80 Sex Offenders Living Under Miami Bridge

July 1, 2009

palmbeachpost.com : Nearly 80 sex offenders scratch out a life under Miami’s Julia Tuttle Causeway.

Javier is one of almost 80 sex offenders living like castaways beneath the Julia Tuttle Causeway, which connects Miami to Miami Beach across Biscayne Bay. He says he was convicted 17 years ago of sexual contact with a girl, 13.

The offenders are exiled under the six-lane overpass because a 2005 Miami Dade ordinance prohibits people convicted of sex crimes involving minors from living within 2,500 feet of schools, playgrounds, or, in some cases, school bus stops.

Ostracized and squeezed out of all affordable housing in the crowded county, it has become impossible to find anywhere else to live legally.

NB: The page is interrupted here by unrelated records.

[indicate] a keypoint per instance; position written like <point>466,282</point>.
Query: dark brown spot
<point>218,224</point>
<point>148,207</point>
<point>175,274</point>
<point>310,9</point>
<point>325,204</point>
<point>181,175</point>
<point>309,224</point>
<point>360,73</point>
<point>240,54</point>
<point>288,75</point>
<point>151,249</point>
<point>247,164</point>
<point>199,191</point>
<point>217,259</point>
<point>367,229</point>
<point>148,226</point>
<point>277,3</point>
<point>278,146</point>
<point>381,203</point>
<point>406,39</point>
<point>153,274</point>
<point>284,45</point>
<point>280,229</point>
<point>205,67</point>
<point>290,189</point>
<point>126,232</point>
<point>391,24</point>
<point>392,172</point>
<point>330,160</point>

Before 2005, state law applied, which dictates that offenders live at least 1,000 feet away from such sites.

But about 100 Florida cities – including some in Palm Beach County and all of its unincorporated area – have also expanded their buffer zones and state officials fear the “homeless sex offender” problem will spread.

“Terrorists, members of al Qaeda, live better at Guantanamo than we do,” says Armando Martinez, 49, convicted in 1999 for attempted sexual battery against a child.

Despite the conditions, few people sympathize with Javier, Martinez and their neighbors. A sexual offender is often an outcast to everyone except, possibly, his own family members.

And Howard Simon, executive director of the American Civil Liberties Union of Florida, who is trying to help get them out from under the bridge, isn’t asking the public for sympathy.

“People have to realize that making them live under that bridge has created a more dangerous situation,” he says. “Because of the conditions, some of these individuals are absconding, evading supervision. These ordinances interfere with the Department of Corrections ability to keep track of them. This is a crisis situation.”

Gretl Plessinger, Florida Department of Corrections spokesperson, agrees.

“Our concern is for public safety,” she says. “If they are homeless there is more of a chance they will abscond. There are already 91 homeless offenders around the state, mostly in South Florida, and the problem is getting bigger.”

The “residents” bathe in the bay and relieve themselves in compost toilets or in the underbrush.
The sleeping spots most protected from the elements are tucked about 20 feet up the concrete wall, under the bridge arches. Those spaces are just tall enough for tents. Long time residents have rights to those spots and live like cave dwellers.

On ground level, the inhabitants are crammed together in tents, plywood shacks, a camper. A noisy generator powers light bulbs, fans, microwaves, phone chargers, and the GPS receivers many offenders must carry everywhere so they can be tracked by probation officers. Cooking is done on grills. The crowded, gerry-rigged conditions resemble the Third World.

Almost all residents are men, although sometimes girlfriends sleep over.
One woman lives here, convicted of exposing herself to minors.

The expanding of buffer zones around Florida was provoked by a horrible event: the abduction, rape and murder of Jessica Lunsford, 9, by convicted sex predator John Couey in February 2005. Couey has been sentenced to death.

But most the bridge dwellers are not considered “predators,” men who have committed violent sexual acts or acts with children under 12. Most are sex “offenders,” and say they had sex with girls between 13 and 17.

Elliott Bloom, 31, says he was 19 when he had sex with a girl, 15. The offenders call those couplings between teenagers “Romeo and Juliet” cases and believe they are sometimes punished too harshly. Simon says the residency laws should distinguish between “offenders” and violent “predators,” but they don’t.
“Lot of things about these ordinances don’t make sense,” he says.

Dr. Jill Levenson, associate professor at Lynn University in Boca Raton, agrees.
Statistics show that the majority of reported sexual offenses against minors are committed by adults they know well, including relatives, and not strangers who stalk them, as in the Lunsford case.

“And according to the research there is no difference in the recidivism rate if sexual offenders live 1,000 feet away from schools and playgrounds or 2,500 feet,” she said. “If the idea is that the kids be out of sight of the offender, 1000 feet is more than three football fields.”

But Levenson says other elements of the restrictions make even less sense.
“From 6 a.m. until 10 p.m. these men can be anywhere they want to be,” she says. “They could sit on a park bench across from a school if they wanted. But at night, when kids are home safe sleeping with their parents, these ordinances are ordering the offenders to be at a distance.”

In 2008 State Sen. Dave Aronberg, D-Greenacres, presented a bill in the legislature that would have made the state-wide buffer zone for living restrictions 1,500 feet, to go along with a 300-foot buffer zone during the day. It failed.

Simon says the ACLU is preparing litigation to try to force the state to alleviate the situation. Meanwhile, hurricane season has started. A severe storm will almost certainly destroy the camp.

“They say they are going to take us to a prison if one hits and then bring us back here,” says Troy Dumas, 32. “This is crazy.”